Гаджеты в фильме отсылают нас в 1980-е, однако точных временных ориентиров не будет. Продавец фруктов как-то говорит, что яблоки улучшают память, и Арис тут же покупает у него апельсины — не то, чтобы он стремился все вспомнить и вернуть. История о внезапной изоляции, заставшей человека врасплох, как никогда актуальна: мы не уверены, что хотим возвращаться к прежнему миру. Фильм намеренно снят в другом, телевизионном формате, чтобы еще больше дизориентировать зрителя, погрузив его в сказку о потерянном ощущении времени.

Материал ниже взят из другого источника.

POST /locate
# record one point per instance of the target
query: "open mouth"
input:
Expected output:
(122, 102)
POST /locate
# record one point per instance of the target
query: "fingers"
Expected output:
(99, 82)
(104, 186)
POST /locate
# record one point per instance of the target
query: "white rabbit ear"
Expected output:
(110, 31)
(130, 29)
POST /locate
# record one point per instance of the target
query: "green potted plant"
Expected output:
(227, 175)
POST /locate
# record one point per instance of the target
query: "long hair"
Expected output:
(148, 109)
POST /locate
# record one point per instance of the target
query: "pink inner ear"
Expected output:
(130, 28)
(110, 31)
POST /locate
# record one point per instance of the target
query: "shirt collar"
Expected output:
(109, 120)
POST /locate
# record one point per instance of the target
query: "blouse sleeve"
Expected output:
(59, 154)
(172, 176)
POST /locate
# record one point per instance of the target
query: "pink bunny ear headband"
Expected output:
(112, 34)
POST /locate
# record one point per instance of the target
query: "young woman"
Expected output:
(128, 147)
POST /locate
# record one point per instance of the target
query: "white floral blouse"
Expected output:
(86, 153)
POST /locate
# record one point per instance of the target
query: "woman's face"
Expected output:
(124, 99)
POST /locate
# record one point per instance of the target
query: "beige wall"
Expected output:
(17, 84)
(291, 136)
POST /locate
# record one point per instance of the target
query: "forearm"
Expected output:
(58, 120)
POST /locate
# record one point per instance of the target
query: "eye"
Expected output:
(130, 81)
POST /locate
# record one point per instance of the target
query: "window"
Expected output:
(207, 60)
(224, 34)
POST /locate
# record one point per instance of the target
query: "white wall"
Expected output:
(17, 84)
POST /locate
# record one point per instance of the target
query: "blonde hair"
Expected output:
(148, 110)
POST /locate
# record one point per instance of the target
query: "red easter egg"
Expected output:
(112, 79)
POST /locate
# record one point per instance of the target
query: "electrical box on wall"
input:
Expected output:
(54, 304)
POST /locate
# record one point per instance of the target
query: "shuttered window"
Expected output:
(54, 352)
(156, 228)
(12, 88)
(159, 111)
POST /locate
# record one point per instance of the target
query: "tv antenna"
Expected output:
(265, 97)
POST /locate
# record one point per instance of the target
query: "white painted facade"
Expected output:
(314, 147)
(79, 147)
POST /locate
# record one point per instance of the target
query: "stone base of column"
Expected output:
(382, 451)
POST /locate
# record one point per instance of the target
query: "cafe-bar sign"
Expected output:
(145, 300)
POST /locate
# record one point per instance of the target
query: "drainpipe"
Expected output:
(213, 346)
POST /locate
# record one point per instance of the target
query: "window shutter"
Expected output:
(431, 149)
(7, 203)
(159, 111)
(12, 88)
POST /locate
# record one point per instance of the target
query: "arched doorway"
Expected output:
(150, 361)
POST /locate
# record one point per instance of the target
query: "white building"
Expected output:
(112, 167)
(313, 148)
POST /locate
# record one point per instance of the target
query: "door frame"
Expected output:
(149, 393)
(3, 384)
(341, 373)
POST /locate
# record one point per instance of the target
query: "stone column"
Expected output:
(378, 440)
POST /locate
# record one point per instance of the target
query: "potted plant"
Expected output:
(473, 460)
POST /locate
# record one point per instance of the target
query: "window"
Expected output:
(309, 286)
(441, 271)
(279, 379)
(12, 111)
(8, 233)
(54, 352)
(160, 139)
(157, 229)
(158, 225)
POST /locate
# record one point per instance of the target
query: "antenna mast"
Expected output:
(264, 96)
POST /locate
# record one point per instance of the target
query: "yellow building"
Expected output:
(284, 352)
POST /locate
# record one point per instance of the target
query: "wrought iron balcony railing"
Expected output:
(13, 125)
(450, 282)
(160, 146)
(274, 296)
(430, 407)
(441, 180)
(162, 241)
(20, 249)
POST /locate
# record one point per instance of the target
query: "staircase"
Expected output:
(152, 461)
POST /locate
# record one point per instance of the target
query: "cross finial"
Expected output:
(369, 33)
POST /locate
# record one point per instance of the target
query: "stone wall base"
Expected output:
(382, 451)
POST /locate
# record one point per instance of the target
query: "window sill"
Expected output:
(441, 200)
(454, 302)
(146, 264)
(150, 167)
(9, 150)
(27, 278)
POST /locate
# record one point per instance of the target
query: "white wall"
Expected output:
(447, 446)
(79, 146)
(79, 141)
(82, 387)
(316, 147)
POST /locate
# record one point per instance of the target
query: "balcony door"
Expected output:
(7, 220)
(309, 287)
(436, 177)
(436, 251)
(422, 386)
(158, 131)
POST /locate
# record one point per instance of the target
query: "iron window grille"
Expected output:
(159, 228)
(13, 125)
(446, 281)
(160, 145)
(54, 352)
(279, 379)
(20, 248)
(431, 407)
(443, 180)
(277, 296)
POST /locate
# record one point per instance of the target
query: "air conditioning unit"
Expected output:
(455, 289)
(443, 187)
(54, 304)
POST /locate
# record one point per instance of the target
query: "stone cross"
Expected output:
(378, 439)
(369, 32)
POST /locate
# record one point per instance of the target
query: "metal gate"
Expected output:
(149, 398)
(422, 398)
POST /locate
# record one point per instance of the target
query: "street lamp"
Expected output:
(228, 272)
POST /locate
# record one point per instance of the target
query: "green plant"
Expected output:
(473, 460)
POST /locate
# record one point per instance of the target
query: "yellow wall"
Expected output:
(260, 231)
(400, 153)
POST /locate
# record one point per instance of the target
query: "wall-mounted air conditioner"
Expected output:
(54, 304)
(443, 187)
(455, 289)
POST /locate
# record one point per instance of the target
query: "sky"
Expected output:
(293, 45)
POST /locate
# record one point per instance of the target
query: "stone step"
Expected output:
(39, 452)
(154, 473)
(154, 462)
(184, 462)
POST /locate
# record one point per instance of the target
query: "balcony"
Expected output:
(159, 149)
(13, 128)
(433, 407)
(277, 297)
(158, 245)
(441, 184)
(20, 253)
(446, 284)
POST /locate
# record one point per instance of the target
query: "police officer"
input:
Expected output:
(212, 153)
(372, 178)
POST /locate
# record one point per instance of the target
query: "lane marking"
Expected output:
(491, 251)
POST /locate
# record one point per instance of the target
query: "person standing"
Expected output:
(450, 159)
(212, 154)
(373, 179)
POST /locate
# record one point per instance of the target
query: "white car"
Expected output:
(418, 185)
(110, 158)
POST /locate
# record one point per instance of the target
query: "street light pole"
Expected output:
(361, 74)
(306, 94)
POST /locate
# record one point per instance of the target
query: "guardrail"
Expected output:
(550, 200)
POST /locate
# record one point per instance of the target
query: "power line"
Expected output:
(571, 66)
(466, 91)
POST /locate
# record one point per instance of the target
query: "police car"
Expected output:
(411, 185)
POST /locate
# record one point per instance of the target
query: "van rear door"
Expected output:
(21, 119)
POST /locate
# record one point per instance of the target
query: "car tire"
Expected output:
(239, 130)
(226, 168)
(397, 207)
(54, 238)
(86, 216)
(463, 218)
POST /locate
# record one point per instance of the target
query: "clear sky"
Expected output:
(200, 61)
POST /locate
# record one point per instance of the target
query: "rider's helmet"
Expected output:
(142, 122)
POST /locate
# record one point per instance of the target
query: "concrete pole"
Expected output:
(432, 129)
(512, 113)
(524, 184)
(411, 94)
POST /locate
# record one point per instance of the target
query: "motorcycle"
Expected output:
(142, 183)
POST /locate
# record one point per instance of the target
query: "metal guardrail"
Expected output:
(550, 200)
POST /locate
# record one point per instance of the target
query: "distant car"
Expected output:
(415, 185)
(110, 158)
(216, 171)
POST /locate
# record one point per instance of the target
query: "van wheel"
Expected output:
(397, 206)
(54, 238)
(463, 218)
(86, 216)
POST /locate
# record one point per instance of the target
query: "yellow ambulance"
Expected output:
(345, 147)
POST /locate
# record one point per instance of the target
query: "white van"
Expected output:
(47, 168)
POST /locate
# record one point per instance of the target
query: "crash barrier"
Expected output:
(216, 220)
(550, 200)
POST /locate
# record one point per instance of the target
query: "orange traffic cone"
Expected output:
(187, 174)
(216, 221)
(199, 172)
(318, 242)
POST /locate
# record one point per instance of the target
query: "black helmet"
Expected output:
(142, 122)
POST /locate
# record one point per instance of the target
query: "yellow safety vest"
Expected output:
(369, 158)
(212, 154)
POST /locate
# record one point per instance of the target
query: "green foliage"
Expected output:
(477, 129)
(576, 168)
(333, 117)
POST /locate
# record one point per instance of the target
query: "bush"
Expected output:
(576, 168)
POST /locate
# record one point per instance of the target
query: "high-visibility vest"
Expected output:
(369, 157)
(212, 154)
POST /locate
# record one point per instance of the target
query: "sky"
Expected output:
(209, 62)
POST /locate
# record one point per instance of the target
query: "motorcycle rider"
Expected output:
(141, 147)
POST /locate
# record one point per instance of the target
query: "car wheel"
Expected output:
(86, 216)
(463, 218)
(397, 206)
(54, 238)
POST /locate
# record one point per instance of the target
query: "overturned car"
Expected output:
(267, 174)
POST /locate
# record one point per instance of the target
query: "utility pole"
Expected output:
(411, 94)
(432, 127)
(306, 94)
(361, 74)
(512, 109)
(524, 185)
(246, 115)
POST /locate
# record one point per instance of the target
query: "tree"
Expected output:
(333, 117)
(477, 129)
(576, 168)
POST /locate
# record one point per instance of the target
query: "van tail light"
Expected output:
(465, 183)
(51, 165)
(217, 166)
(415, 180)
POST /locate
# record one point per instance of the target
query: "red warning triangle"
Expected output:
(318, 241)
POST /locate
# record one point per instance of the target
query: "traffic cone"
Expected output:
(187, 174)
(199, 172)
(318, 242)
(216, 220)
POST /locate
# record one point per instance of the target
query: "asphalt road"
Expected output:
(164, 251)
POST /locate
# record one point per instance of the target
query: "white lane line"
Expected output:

Напоследок о бесконечно обаятельном «Человеческом голосе» — миниатюре длиной в 30 минут, снятой и разыгранной в интерьерах исключительной вычурности, какие возможны только у Педро Альмодовара и его постоянного художника Антксона Гомеса. Уже с начальных титров очевидно, что мы имеем дело со стилистической безупречностью — Тильда Суинтон в ярко-синем, покупающая в магазине топор, еще одно тому подтверждение.
Этим топором безымянная героиня изрубит костюм любовника, который позвонит с утра попрощаться, а она в ответ продекламирует в трубку пафосный монолог брошенной женщины на грани нервного срыва. Несколько раз переоденется — каждый раз в нечто незабываемое, красное или золотое. Несколько раз перейдет из комнаты в комнату, рисуя одну за другой живые картины буквально собственным телом.
Эту одноактную пьесу Жан Кокто написал в 1932 году, потом превратил ее в либретто для оперы Франсиса Пуленка, и вот она снова звучит со сцены: камера снимает сверху, показывая, что квартира — не что иное, как театральная декорация. Да ведь и жизнь — театр, и брат Педро, Августин, в нем актер, и сам Педро, проявляющийся под финал. Меланхолия, одиночество и безумие — темы, занимающие автора последние годы: не о своей жизни ли он все это рассказывает и не собирается ли прощаться?